Damon Lindelof Talks Tomorrowland Develpment And His Favorite Part Of The Mystery Box

By Brent McKnight | Updated

This article is more than 2 years old

Damon LindelofWe’ve heard Damon Lindelof’s name bandied about a bit recently, mostly in regards to his TV work, what with the Lost ten year anniversary going down this year, and his new, rapture-themed series The Leftovers coming up on HBO. But just in case you forgot, or were trying to block it out, he’s also staying busy on the movie side of things. He co-wrote on the script for Brad Bird’s mysterious Tomorrowland, and offered a small update on the progress of that film.

Talking to Fred Topel at the recent Television Critics Association shindig, Lindelof discussed working with Disney, what he included in the script, and the notorious “mystery box.” Tomorrowland is, in a way that is not entirely clear at the moment, based on the Disneyland them park that bears the same name. Though Mickey’s puffy white hand is firmly on the controls, Lindelof said he was never under any pressure to force certain pieces of the Disney mythology into the movie.

He said:

It had a tremendous amount of freedom to be a story because it was just a word…It was like any story that you present us that has the word Tomorrowland in it that you can build a movie around, that’s the only mandate. It’s not like you need to have Space Mountain in it, there needs to be some reference to Buzz Lightyear and preferably Star Jets. None of that happened. It was essentially run with it. Not any constraints.

Lindelof, along with frequent co-conspirator J.J. Abrams, is known for playing things close to the vest when it comes to doling out plot details and spoilers before a movie hits, and being cryptic. Regarding Tomorrowland, the most well known example of this is the so-called mystery box. Before he quit the Twitter lifestyle, Lindelof tweeted a picture of a box full of Disney artifacts that hint at the plot. Full of all sorts of fun goodies, one stands out to him. Lindelof’s personal favorite is:

There’s correspondence between Walt Disney and Orson Welles. As a huge Welles-file, just the idea that those two were writing letters to each other in the early 1950s was fascinating to me, because that’s not a synergy that you think. Lo and behold, the tenor of the letters, while polite, sort of showed why those guys could never really collaborate on a project together. But I just loved the idea that they almost did.
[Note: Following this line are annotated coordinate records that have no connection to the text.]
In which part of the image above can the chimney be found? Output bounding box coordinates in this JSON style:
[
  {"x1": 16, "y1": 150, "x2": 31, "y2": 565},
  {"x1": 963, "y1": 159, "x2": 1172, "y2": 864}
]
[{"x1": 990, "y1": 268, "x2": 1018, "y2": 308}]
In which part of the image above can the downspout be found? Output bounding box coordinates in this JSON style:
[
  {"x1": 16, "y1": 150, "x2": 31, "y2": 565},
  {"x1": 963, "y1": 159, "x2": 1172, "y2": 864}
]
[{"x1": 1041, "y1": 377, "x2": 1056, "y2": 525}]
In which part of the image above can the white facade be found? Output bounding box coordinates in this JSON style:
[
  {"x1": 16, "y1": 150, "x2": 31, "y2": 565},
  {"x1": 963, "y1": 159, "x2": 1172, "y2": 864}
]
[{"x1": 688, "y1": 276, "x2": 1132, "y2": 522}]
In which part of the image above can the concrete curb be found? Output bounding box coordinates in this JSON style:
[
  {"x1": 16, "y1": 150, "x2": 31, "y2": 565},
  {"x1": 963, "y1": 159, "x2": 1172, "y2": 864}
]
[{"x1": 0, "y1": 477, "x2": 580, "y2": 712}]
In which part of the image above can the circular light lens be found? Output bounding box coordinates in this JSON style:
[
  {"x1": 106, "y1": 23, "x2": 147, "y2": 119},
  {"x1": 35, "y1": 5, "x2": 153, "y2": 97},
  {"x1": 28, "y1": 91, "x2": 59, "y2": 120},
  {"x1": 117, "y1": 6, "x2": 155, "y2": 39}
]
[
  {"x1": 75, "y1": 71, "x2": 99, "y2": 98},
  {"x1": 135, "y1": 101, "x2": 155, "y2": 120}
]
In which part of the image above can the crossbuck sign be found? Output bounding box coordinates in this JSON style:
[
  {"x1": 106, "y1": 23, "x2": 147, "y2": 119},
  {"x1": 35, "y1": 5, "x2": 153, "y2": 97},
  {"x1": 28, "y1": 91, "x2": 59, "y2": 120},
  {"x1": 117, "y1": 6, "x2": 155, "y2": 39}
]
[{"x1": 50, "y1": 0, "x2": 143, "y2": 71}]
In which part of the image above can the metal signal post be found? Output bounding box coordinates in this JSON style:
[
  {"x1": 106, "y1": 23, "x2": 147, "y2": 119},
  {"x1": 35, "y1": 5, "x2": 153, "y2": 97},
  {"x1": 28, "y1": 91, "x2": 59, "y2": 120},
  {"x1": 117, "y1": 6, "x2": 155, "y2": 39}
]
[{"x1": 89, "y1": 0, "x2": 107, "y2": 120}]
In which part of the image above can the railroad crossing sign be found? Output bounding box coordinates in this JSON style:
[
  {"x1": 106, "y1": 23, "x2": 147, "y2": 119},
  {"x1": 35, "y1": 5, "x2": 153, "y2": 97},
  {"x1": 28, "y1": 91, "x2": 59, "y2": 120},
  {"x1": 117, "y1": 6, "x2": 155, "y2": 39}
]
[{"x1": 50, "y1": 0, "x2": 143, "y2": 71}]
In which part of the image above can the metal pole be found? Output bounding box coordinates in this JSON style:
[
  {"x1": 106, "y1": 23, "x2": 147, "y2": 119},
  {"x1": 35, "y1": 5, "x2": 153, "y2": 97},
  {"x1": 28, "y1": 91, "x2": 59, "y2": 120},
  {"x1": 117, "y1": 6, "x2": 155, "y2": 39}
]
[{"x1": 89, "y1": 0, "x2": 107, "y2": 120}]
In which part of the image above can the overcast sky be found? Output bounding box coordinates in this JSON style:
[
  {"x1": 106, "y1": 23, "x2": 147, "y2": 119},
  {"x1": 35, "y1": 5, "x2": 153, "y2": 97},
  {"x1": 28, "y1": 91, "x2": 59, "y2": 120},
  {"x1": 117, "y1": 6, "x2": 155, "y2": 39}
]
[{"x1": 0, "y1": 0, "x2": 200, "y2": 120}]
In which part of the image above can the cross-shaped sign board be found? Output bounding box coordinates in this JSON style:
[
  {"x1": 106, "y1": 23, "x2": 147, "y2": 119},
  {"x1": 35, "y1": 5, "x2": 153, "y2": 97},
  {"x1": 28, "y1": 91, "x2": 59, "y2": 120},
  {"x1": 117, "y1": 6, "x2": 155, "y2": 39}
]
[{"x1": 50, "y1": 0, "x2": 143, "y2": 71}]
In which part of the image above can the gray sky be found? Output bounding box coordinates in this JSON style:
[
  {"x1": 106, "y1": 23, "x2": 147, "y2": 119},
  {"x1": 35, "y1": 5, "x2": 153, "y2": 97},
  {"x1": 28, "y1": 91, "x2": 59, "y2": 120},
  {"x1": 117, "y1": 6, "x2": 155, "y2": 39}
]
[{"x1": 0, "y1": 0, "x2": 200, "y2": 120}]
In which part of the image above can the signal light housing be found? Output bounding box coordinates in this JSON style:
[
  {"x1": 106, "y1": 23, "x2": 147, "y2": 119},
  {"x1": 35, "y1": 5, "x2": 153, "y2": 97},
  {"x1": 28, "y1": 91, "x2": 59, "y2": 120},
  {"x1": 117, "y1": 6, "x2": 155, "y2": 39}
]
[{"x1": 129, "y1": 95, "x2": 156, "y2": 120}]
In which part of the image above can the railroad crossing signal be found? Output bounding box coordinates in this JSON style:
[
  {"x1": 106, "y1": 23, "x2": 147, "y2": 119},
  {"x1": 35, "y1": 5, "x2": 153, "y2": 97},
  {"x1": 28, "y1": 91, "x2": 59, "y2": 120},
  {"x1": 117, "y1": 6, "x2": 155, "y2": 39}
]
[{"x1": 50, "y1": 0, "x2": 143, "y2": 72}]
Starring George Clooney, Tomorrowland doesn’t come out until the summer of 2015. The story follows Casey, a “bright, optimistic teen bursting with scientific curiosity,” who meets up with a “former boy-genius inventor jaded by disillusionment.” Together they “embark on a danger-filled mission to unearth the secrets of an enigmatic place somewhere in time and space that exists in their collective memory as Tomorrowland.”